3 Kommentare zu “Im Weihnachtsbaumwald

  1. Solche Aktionen hatten wir auch schon. Das macht richtig Freude!
    Bei uns sind wir nicht auf die Garten- und Baumärkte angewiesen. Es gibt genügend Waldbauern, die ihre regionalen frisch geschlagenen Bäume verkaufen. Da gibt es keinen lang gelagerten, sondern immer wieder neu geholte Weihnachtsbäume aus eigens dafür angelegten Kulturen. Und so kann ich sicher sein, kurz vor Weihnachten noch einen frischen Baum zu bekommen. Aber es stimmt schon, selbst in die Natur zu gehen und selbst zu fällen, ist nochmal um Klassen schöner!

    Bei uns ist es (katholisch) üblich gewesen, den Baum bis zum 2. Februar stehen zu lassen. Da ist Mariä Lichtmess. Früher war dieser Tag auch das Ende des Bauernjahres und damit auch Beginn des neuen. Knechte und Mägde wurden entlassen und neue angestellt. Noch heute wird mancherorts an Lichtmess ein bäuerliches Fest gefeiert. Obwohl der Brauch (oder die Unsitte?) immer mehr zunimmt, dass oft schon vor dem Advent Christbäume aufgestellt werden, die dann gleich nach dem zweiten Weihnachtsfeiertag rausgeworfen werden, halte ich gerne daran fest, den Baum erst für Heiligabend zu schmücken (inzwischen mit Kugeln aus dem Thüringer Wald) und ihn bis Lichtmess stehen zu lassen.

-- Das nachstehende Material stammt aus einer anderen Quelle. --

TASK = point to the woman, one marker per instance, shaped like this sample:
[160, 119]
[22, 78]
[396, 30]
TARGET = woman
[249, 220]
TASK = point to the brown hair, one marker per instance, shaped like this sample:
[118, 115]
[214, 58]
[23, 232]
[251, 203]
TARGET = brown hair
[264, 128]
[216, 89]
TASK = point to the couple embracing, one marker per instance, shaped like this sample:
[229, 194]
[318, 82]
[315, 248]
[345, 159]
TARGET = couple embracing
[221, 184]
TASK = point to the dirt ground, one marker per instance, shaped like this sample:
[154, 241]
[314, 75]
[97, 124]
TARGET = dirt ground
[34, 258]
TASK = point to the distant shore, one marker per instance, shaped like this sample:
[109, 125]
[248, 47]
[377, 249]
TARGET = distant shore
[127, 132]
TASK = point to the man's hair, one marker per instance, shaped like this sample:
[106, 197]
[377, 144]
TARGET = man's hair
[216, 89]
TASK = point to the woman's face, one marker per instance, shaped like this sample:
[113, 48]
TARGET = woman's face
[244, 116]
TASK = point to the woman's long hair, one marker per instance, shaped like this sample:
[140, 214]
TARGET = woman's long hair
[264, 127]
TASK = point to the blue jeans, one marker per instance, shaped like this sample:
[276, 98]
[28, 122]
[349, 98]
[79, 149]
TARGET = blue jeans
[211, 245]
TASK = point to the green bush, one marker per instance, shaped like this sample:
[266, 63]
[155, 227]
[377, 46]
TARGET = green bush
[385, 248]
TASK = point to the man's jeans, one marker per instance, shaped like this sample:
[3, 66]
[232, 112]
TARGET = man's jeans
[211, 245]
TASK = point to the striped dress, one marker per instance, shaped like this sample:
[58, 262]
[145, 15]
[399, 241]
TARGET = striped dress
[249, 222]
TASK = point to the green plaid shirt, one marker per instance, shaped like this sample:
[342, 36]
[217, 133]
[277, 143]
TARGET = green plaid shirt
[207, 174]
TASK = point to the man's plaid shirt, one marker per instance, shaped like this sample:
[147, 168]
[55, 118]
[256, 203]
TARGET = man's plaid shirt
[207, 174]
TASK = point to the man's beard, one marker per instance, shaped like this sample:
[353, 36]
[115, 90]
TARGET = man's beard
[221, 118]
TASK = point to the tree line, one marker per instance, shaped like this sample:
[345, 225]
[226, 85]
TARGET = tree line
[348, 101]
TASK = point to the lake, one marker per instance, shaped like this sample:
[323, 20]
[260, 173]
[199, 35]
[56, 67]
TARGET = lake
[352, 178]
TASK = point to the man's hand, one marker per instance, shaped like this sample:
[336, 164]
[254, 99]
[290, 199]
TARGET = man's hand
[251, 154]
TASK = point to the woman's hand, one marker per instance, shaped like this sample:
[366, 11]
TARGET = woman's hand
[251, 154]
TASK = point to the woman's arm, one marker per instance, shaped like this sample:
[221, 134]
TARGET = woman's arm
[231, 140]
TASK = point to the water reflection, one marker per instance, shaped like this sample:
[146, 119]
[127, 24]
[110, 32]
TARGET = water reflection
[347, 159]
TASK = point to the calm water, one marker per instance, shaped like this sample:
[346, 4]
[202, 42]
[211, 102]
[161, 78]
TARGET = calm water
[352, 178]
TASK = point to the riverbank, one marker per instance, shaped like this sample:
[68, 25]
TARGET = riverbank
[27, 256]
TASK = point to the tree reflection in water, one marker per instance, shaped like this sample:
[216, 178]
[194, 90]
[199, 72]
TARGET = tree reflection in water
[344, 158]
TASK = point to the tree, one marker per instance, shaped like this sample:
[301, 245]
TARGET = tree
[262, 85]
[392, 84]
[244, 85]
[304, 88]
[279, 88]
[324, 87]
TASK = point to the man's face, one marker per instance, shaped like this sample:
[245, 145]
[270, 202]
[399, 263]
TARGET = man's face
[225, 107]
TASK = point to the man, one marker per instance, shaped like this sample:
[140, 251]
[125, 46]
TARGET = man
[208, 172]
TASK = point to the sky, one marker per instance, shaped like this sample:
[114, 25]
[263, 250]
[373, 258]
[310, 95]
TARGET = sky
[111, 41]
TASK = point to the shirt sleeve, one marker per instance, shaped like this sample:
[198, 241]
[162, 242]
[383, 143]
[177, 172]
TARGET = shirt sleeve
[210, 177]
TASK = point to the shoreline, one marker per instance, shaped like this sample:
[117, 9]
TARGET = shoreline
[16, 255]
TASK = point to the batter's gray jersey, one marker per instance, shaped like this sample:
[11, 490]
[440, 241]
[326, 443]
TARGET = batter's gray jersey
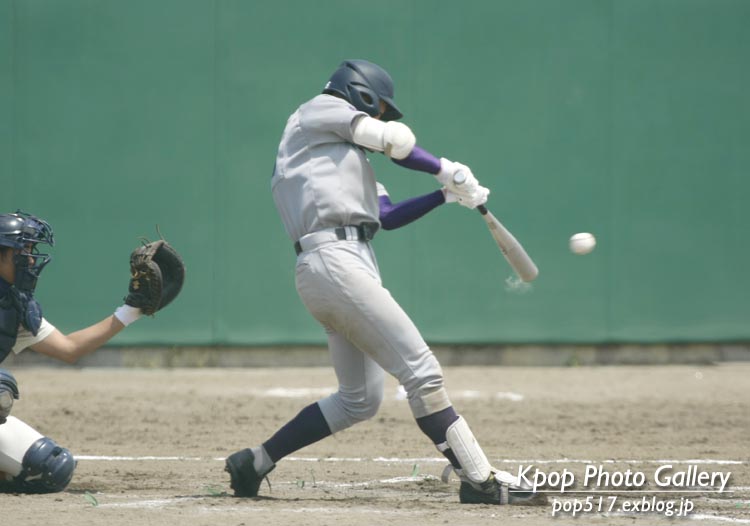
[322, 179]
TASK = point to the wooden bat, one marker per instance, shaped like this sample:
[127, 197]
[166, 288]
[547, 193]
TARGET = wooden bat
[512, 250]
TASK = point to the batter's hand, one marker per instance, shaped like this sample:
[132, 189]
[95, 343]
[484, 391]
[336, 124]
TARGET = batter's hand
[468, 199]
[448, 169]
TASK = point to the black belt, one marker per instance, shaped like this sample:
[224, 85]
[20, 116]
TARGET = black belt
[365, 232]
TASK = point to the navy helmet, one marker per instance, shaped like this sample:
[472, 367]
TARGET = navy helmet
[23, 232]
[364, 85]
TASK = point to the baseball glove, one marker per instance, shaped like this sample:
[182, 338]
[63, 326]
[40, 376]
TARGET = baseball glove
[157, 273]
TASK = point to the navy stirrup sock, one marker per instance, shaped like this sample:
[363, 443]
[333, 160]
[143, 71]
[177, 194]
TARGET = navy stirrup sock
[307, 427]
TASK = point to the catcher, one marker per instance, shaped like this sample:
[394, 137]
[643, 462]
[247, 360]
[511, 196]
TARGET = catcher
[29, 461]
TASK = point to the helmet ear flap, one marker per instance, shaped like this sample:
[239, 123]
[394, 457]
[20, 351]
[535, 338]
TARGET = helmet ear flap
[364, 99]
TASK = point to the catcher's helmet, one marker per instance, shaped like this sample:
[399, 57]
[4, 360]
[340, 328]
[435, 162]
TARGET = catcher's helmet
[22, 231]
[364, 84]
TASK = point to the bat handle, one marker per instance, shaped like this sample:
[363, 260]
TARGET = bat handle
[459, 178]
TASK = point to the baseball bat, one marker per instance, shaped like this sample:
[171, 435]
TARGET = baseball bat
[511, 249]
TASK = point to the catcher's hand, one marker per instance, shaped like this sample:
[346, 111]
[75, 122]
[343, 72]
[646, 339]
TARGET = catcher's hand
[157, 273]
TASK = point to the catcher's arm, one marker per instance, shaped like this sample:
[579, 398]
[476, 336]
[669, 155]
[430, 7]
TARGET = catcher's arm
[72, 347]
[157, 274]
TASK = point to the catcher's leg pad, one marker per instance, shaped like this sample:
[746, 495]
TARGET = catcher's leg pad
[8, 393]
[475, 466]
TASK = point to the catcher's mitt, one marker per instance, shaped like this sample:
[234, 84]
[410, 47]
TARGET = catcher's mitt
[157, 273]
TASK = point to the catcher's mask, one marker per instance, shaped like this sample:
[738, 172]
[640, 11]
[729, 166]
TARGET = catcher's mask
[23, 232]
[364, 85]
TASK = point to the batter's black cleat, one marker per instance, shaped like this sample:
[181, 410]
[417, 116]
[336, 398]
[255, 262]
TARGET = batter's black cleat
[493, 491]
[245, 481]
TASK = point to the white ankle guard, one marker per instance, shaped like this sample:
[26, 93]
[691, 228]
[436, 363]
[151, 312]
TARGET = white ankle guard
[474, 464]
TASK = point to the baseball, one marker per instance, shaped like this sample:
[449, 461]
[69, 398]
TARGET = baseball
[582, 243]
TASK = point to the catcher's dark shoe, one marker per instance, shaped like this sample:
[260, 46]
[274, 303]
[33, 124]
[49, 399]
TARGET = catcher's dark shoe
[495, 492]
[245, 481]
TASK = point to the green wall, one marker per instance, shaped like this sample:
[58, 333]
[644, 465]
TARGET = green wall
[628, 118]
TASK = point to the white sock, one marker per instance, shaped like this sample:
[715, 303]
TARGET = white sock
[262, 462]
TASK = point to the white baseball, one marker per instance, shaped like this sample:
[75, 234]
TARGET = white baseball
[582, 243]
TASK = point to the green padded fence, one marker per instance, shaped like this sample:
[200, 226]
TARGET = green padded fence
[629, 119]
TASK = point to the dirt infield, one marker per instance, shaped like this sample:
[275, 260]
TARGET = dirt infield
[151, 444]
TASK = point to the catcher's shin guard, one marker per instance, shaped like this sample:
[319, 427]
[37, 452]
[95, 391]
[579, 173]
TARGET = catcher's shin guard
[474, 464]
[35, 463]
[480, 482]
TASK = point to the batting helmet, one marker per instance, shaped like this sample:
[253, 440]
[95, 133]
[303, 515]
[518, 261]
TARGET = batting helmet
[364, 85]
[22, 231]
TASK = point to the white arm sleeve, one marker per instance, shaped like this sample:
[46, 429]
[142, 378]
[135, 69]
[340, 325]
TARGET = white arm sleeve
[395, 139]
[26, 339]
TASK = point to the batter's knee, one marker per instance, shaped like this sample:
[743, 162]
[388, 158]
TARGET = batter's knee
[46, 468]
[427, 397]
[342, 410]
[362, 408]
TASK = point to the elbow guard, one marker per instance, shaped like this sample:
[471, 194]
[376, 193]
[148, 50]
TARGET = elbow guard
[394, 139]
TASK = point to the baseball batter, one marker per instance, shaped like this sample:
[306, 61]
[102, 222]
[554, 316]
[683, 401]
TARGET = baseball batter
[29, 461]
[332, 206]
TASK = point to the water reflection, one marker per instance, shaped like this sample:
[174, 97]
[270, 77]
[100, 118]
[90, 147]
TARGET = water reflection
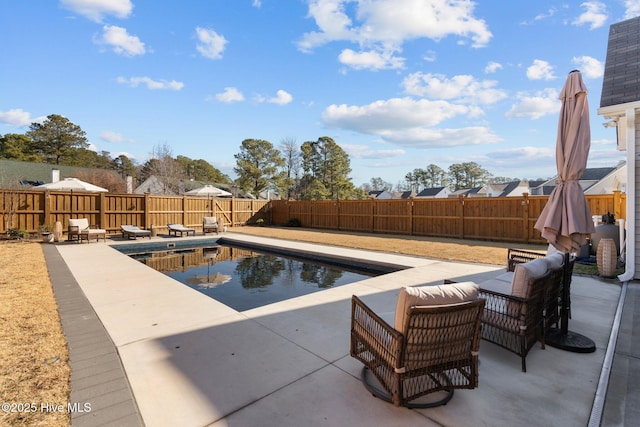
[245, 279]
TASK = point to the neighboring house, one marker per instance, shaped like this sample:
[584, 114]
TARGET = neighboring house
[404, 194]
[470, 192]
[380, 194]
[508, 189]
[24, 175]
[593, 181]
[434, 193]
[175, 187]
[620, 105]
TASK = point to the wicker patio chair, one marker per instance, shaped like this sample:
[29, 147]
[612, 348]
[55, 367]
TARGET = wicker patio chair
[437, 352]
[517, 322]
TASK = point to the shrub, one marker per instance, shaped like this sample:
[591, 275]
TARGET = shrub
[294, 222]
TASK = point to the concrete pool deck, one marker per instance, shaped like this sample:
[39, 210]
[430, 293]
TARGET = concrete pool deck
[192, 361]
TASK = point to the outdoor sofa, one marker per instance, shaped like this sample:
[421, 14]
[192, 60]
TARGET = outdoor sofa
[80, 230]
[133, 232]
[174, 229]
[210, 223]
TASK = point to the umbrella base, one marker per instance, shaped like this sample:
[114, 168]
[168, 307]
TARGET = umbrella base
[571, 341]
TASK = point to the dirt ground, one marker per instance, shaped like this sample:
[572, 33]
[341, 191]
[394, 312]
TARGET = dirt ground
[34, 365]
[429, 247]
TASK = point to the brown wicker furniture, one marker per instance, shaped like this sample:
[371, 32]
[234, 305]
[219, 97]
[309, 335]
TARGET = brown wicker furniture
[210, 223]
[80, 230]
[523, 304]
[174, 229]
[133, 232]
[435, 350]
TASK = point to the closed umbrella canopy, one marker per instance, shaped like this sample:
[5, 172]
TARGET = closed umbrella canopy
[71, 184]
[566, 220]
[208, 190]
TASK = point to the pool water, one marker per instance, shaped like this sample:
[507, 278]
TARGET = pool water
[244, 278]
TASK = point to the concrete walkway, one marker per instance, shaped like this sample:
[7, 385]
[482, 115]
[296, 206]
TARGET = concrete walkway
[192, 361]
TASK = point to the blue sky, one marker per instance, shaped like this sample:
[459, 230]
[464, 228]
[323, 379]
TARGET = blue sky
[398, 84]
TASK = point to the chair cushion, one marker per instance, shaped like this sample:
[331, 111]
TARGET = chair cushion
[81, 223]
[432, 295]
[525, 272]
[555, 260]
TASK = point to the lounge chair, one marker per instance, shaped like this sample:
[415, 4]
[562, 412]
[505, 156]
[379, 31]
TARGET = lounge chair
[80, 230]
[432, 347]
[210, 223]
[133, 232]
[174, 229]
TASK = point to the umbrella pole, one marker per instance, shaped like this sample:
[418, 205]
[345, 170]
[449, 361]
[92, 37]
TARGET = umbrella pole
[562, 338]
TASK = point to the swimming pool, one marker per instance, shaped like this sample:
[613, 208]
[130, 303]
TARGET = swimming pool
[247, 277]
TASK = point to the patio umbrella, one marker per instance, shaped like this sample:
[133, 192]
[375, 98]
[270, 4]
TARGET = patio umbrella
[566, 220]
[208, 190]
[71, 184]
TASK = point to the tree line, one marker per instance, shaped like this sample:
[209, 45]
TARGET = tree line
[314, 170]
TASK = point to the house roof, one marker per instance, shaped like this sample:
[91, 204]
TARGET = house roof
[621, 82]
[16, 174]
[430, 192]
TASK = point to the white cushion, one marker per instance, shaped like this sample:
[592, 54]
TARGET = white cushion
[452, 293]
[495, 285]
[555, 260]
[525, 272]
[81, 223]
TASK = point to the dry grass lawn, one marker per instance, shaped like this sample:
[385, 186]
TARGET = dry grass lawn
[429, 247]
[34, 365]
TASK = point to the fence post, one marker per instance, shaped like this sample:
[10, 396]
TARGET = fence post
[373, 215]
[525, 217]
[101, 210]
[46, 220]
[147, 214]
[410, 205]
[461, 200]
[617, 204]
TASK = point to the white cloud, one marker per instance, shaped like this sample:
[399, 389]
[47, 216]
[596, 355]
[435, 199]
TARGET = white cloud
[17, 117]
[211, 44]
[492, 67]
[113, 137]
[464, 88]
[632, 9]
[383, 26]
[540, 70]
[595, 15]
[230, 94]
[95, 10]
[120, 41]
[589, 66]
[282, 98]
[535, 106]
[408, 122]
[150, 83]
[359, 151]
[370, 60]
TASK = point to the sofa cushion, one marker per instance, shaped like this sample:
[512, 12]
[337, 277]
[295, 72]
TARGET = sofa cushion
[555, 260]
[81, 223]
[452, 293]
[525, 272]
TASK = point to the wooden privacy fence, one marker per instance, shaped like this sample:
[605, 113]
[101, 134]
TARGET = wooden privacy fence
[30, 211]
[508, 219]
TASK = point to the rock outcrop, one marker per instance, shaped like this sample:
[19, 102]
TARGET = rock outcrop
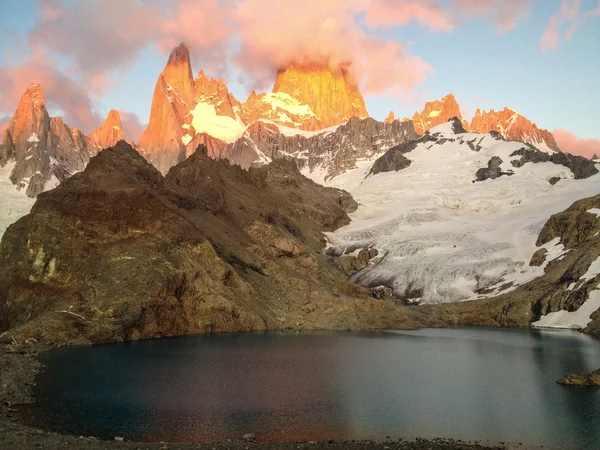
[108, 134]
[172, 101]
[45, 150]
[436, 113]
[581, 379]
[118, 252]
[513, 126]
[332, 95]
[331, 152]
[393, 159]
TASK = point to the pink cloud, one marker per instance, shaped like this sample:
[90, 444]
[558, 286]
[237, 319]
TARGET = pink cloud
[570, 143]
[61, 93]
[326, 33]
[132, 126]
[564, 23]
[98, 36]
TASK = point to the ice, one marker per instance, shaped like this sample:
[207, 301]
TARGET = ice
[206, 120]
[446, 236]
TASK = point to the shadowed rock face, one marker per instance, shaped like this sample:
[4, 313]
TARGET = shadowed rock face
[333, 96]
[436, 113]
[393, 159]
[580, 166]
[120, 252]
[44, 149]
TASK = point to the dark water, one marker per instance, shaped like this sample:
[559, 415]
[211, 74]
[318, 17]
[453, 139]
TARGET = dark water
[471, 384]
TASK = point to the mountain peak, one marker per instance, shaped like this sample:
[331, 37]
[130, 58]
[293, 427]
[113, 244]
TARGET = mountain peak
[109, 133]
[513, 126]
[436, 113]
[331, 94]
[179, 55]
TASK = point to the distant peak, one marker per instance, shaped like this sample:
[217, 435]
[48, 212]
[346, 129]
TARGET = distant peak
[179, 55]
[35, 92]
[113, 118]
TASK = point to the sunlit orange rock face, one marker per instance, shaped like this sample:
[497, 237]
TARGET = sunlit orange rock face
[332, 95]
[513, 126]
[172, 100]
[109, 133]
[214, 91]
[171, 136]
[436, 113]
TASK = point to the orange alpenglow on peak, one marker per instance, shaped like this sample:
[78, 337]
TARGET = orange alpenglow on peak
[172, 101]
[332, 95]
[109, 133]
[513, 126]
[436, 113]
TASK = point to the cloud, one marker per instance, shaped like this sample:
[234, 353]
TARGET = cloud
[132, 126]
[564, 23]
[94, 41]
[570, 143]
[61, 93]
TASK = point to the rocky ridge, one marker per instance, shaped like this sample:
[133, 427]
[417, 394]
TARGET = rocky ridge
[436, 113]
[514, 127]
[119, 252]
[42, 150]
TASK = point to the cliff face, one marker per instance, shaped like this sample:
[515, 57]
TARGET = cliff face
[436, 113]
[331, 95]
[210, 248]
[45, 150]
[330, 153]
[513, 126]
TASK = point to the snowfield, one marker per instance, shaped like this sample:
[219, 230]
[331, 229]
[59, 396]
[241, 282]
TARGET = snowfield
[13, 204]
[443, 237]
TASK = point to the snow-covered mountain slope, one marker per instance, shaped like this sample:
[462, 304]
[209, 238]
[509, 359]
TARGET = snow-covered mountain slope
[14, 204]
[442, 235]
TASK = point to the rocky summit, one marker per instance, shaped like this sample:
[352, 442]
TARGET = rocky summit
[513, 126]
[119, 252]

    Euch ein frohes Weihnachten!
    Lieben Gruß, Michael

    • Hier gibt es in der Woche vor Weihnachten auch überall Weihnachtsbaumstände, an denen die Waldbesitzer ihre eigenen Bäume verkaufen. Ich habe mir aber sagen lassen, dass es da auch recht grosse Unterschiede gibt, was die Frische betrifft…

      Wir mussten, als wir unsere Weihnachtsbäume noch im Baumarkt kauften, sie auch immer spätestens am 6. Januar rauswerfen, weil sie dann, je nach Art, entweder kahl oder völlig grau waren. Aber wie man seinen Baum schon kurz nach Weihnachten oder an Neujahr wegwerfen kann, verstehe ich wirklich nicht. Die armen Bäume! Das lohnt sich doch überhaupt nicht!

  2. Bis Lichtmess könnte ich den Baum nicht stehen lassen, denn spätestens Mitte Januar werden die Bäume von der Müllabfuhr eingesammelt (meist um den 20. rum). Da hängt dann normalerweise nur noch der Stern im Treppenhaus. Aber der Baum muss mindestens bis zum 6. Januar bleiben.